In 2007, I spent probably half of my nights in Mahiki, watching famous actors, young royals and visiting pop stars lured in by the prospect of each other and the glistening contents of the tiki bar’s treasure chest cocktail vats.
While it still draws them in (the pop star Rihanna was on the list the night I was there), it was the food I was there for on Wednesday. No overpowering Thermidors here, instead the uses Cornish crustaceans to create the lobster corndog and the lobster roll, both excellent and rich. And both of which were a fine reminder of just how good it can be and where lobsters now are on the eating scene.
As burgers have risen up the scale of culinary seriousness over the past couple of years, lobsters have crept down, so the two now meet in a mid-market mash-up.

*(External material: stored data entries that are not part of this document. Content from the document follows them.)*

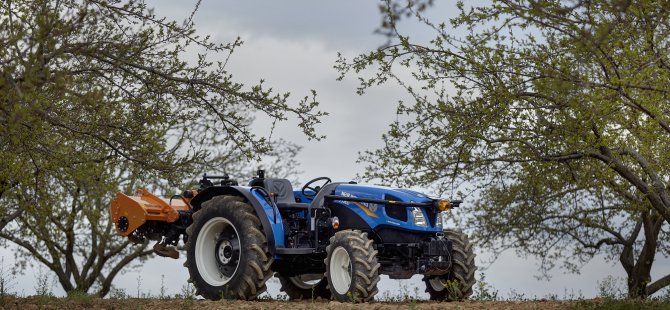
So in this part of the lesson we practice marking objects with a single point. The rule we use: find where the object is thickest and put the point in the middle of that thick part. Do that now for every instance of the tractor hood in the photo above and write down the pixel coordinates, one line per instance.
(381, 192)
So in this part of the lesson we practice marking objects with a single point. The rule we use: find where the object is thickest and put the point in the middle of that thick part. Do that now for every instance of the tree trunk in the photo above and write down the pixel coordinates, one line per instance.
(640, 275)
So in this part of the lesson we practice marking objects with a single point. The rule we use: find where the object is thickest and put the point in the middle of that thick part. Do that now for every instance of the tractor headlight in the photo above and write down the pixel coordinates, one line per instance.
(439, 222)
(419, 219)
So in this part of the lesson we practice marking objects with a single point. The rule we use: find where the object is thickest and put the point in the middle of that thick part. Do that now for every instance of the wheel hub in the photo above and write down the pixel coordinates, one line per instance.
(227, 252)
(217, 251)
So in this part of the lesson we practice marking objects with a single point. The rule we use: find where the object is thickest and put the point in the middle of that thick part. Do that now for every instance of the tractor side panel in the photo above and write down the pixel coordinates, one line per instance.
(273, 217)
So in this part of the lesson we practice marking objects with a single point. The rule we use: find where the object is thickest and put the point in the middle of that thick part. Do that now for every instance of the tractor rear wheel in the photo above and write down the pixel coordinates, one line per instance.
(304, 287)
(226, 252)
(457, 284)
(352, 269)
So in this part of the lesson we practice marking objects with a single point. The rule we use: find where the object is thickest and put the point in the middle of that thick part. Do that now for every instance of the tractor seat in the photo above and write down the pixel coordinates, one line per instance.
(284, 191)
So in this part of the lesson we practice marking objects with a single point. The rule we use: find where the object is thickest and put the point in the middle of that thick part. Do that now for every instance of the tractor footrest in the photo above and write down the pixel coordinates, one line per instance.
(295, 251)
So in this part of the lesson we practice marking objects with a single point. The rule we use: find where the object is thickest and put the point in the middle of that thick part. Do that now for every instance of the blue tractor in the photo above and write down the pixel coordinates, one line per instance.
(327, 240)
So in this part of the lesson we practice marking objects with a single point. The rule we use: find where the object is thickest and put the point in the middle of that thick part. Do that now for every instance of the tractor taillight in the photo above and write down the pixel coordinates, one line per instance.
(443, 205)
(419, 219)
(335, 222)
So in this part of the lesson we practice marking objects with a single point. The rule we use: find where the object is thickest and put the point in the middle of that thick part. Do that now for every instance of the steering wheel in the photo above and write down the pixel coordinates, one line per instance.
(316, 189)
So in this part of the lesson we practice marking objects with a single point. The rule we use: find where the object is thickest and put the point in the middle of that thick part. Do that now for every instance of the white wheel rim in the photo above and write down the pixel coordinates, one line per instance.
(340, 270)
(306, 281)
(205, 250)
(437, 284)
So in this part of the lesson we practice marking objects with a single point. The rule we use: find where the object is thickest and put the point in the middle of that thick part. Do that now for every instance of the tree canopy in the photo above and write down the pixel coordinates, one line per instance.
(549, 116)
(102, 95)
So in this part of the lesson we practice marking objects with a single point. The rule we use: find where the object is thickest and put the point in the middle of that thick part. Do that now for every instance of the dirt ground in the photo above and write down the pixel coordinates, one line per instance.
(129, 304)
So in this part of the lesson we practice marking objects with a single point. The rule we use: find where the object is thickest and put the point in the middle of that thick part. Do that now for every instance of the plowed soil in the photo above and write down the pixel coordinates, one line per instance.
(94, 303)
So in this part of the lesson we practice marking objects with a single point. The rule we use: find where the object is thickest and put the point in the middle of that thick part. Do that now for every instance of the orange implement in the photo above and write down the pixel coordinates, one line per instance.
(131, 212)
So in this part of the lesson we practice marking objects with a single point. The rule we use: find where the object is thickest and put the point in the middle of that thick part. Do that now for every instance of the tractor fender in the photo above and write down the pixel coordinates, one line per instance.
(245, 192)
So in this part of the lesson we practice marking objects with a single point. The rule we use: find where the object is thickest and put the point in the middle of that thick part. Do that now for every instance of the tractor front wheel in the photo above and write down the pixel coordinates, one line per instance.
(352, 269)
(304, 287)
(457, 284)
(227, 254)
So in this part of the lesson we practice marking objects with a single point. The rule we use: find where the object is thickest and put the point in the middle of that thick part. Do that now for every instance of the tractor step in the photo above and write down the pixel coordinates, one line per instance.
(295, 251)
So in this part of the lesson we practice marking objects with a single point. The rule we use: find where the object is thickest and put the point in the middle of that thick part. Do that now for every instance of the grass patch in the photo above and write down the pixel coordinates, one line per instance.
(620, 304)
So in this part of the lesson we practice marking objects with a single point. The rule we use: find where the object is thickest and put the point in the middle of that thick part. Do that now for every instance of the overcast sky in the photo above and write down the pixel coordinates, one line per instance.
(293, 45)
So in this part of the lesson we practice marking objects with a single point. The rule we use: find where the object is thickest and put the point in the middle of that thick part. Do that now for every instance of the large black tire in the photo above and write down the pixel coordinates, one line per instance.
(457, 284)
(352, 269)
(226, 252)
(298, 289)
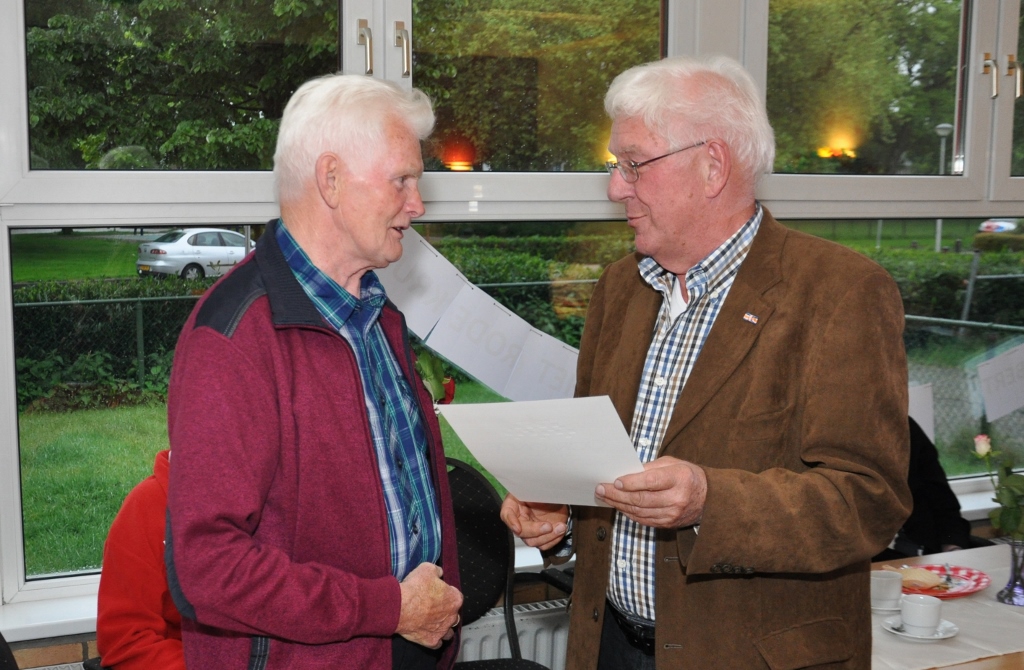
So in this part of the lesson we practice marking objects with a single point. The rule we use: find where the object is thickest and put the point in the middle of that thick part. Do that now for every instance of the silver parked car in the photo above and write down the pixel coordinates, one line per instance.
(193, 253)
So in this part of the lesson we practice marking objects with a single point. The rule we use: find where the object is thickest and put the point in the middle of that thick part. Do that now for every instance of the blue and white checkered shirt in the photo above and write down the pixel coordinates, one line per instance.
(673, 352)
(399, 438)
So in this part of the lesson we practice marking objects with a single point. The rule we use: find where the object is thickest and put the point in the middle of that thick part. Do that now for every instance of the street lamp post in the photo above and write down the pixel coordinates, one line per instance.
(942, 130)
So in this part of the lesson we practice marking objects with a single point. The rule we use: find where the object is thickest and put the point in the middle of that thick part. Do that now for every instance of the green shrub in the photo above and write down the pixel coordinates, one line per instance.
(591, 249)
(85, 354)
(935, 285)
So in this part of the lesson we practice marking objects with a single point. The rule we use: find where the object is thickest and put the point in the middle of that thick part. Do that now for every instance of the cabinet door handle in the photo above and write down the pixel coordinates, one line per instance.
(401, 39)
(989, 66)
(1014, 70)
(365, 38)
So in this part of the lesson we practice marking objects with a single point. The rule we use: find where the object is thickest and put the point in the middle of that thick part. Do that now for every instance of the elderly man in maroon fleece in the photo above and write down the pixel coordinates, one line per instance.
(309, 521)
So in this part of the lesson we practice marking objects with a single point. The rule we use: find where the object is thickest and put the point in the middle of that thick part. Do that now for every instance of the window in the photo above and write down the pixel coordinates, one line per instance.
(155, 148)
(117, 85)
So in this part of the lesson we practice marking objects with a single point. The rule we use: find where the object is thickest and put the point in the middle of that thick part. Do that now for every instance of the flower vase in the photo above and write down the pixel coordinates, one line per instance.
(1013, 592)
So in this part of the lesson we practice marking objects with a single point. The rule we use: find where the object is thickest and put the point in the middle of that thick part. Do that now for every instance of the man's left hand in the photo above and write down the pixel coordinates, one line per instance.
(669, 494)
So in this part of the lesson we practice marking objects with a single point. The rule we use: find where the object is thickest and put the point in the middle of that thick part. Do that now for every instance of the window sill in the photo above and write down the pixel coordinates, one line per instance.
(49, 618)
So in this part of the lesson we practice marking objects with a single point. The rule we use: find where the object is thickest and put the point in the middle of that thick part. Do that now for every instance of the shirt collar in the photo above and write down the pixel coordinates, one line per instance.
(334, 302)
(717, 267)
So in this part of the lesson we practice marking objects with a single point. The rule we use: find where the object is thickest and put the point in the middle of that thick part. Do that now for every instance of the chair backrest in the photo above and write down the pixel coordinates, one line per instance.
(7, 661)
(486, 552)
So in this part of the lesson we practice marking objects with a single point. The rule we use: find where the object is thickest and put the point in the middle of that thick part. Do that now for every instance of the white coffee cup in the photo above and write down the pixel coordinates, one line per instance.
(887, 587)
(921, 614)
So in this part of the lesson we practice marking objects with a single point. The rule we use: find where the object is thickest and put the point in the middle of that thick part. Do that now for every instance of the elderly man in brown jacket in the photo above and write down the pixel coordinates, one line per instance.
(762, 376)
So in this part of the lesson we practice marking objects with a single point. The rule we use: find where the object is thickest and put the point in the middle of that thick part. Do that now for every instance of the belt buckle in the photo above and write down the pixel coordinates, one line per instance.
(635, 633)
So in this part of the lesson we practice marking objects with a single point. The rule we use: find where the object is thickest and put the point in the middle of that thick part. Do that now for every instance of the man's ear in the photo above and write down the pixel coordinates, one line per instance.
(329, 178)
(719, 168)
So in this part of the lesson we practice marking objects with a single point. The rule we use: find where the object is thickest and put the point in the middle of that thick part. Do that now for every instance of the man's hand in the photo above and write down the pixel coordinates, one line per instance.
(669, 494)
(429, 606)
(540, 525)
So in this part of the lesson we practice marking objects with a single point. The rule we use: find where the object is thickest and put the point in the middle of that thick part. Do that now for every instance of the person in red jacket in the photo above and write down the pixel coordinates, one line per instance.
(137, 625)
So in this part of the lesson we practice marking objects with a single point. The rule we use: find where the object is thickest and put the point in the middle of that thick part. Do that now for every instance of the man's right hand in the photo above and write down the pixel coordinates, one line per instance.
(540, 525)
(429, 606)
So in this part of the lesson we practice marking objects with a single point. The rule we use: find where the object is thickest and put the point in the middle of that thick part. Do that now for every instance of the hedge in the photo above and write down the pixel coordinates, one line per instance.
(86, 354)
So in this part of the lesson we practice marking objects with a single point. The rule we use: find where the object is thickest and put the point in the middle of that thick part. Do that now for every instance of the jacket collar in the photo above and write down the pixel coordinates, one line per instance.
(289, 303)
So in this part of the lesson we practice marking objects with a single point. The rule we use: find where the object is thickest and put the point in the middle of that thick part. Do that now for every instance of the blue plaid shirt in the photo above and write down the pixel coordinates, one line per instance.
(673, 352)
(399, 437)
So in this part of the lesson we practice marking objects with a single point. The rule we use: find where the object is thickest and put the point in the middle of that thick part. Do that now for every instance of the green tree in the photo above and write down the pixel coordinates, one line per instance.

Burger and Lobster has grown into a mini-chain in London, and remains fashionably hard to get into, while a fellow guest at Aqua told me how B.O.B.’s lobster van is doing a roaring trade in Borough Market at the moment. Not to mention the lobster pink the nation’s park goers are all adopting right now.
This mass-marketisation of one our most highly-prized foods may not even be an anomaly either, I see a gap in the market for those keen to open accessible spots serving caviar and truffles to our ever-more discerning clientele.